In 2008 the total number of full-time equivalent jobs was 705. The number of jobs in the primary sector was 10, all of which were in agriculture. The number of jobs in the secondary sector was 340, of which 201 or (59.1%) were in manufacturing and 133 (39.1%) were in construction. The number of jobs in the tertiary sector was 355. In the tertiary sector; 198 or 55.8% were in wholesale or retail sales or the repair of motor vehicles, 34 or 9.6% were in the movement and storage of goods, 10 or 2.8% were in a hotel or restaurant, 5 or 1.4% were in the information industry, 5 or 1.4% were the insurance or financial industry, 40 or 11.3% were technical professionals or scientists, 23 or 6.5% were in education and 2 or 0.6% were in health care.

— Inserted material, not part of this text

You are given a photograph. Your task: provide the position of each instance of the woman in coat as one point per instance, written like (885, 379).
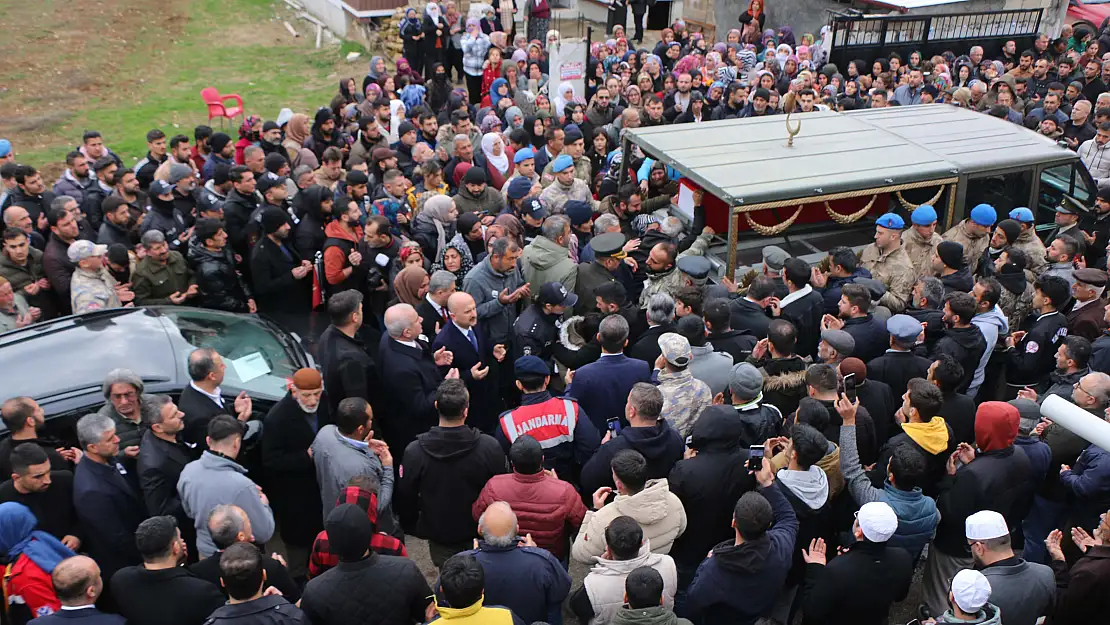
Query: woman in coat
(435, 36)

In 2000, there were 766 workers who commuted into the municipality and 838 workers who commuted away. The municipality is a net exporter of workers, with about 1.1 workers leaving the municipality for every one entering. About 12.7% of the workforce coming into Zwingen are coming from outside Switzerland. Of the working population, 18.9% used public transportation to get to work, and 51.7% used a private car.

==Religion==
From the 2000 census, 1,161 or 57.6% were Roman Catholic, while 301 or 14.9% belonged to the Swiss Reformed Church. Of the rest of the population, there were 28 members of an Orthodox church (or about 1.39% of the population), there were 7 individuals (or about 0.35% of the population) who belonged to the Christian Catholic Church, and there were 46 individuals (or about 2.28% of the population) who belonged to another Christian church. There were 112 (or about 5.55% of the population) who were Islamic. There were 8 individuals who were Buddhist, 10 individuals who were Hindu and 5 individuals who belonged to another church. 264 (or about 13.09% of the population) belonged to no church, are agnostic or atheist, and 75 individuals (or about 3.72% of the population) did not answer the question.

==Transport==
Zwingen sits on the Basel–Biel/Bienne line and is served by local trains at Zwingen.

==Education==
In Zwingen about 830 or (41.2%) of the population have completed non-mandatory upper secondary education, and 179 or (8.9%) have completed additional higher education (either university or a Fachhochschule). Of the 179 who completed tertiary schooling, 63.1% were Swiss men, 19.0% were Swiss women, 12.8% were non-Swiss men and 5.0% were non-Swiss women. As of 2000, there were 110 students in Zwingen who came from another municipality, while 70 residents attended schools outside the municipality.